Australian rules football trailblazer Peta Searle has been awarded a Medal of the Order of Australia (OAM) in the 2019 Queen’s Birthday Honours List.
Searle, who lives in Yarraville, was recognised in Monday’s list for her extensive service to Australian rules football.
As player and coach she has spent more than two decades spearheading the involvement of women in Australian Rules football at both community and professional levels.
Searle was head coach at the VFL Women’s Academy and coached the Western Bulldogs women’s team to the AFL’s first exhibition match in 2013.
She made history in 2014 when appointed by St Kilda as the first full-time female assistant coach in the men’s AFL competition.
Searle told Star Weekly she was “honoured and a little bit overwhelmed” by her Honours List medal.
“I just feel privileged that I may be helping shape things for girls and boys towards fairness and creating positive attitudes,” she said.
Working her way up in such a male-dominated sport has not been easy, but Searle’s passion and determination never wavered.
“I probably had my blinkers on in terms of it being unprecedented and how I was the first,” she said.
“I’ve fought my fair share of battles, I think there’s resistance right through your career in any field … girls are always being told they can’t do this or that, so it’s just always something you are working through.
“Hopefully I have helped inspire others and they think it will be possible for them to follow a dream.”
St Kilda has rewarded Searle’s hard work with the men’s team by appointing her as their inaugural AFLW coach as they enter the expanded league next season, alongside new teams from Richmond, Gold Coast and West Coast.
She is proud to be playing a key role in helping to develop the AFLW competition, seeing the support for women in AFL as a sign of a healthy shift not just in the game but more broadly in society.
“I think sport is a really good medium for changing attitudes, breaking down barriers and also getting people thinking in terms of respect and responsibility,” she said.
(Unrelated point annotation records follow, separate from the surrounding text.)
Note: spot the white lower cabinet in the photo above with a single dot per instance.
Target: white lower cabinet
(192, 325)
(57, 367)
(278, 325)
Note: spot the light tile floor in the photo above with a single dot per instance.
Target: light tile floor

Searle said she was heartened to see people embrace the AFLW, particularly younger fans.
“I have gone to a lot of games with my own family and I always walk away with a really warm feeling,” she said. “The atmosphere it’s created is really positive, you’ve got these nine-year-old boys and girls running around idolising the women as much as the men.
“The real power of the AFLW will come through in 10 to 15 years when those young boys and girls grow up.”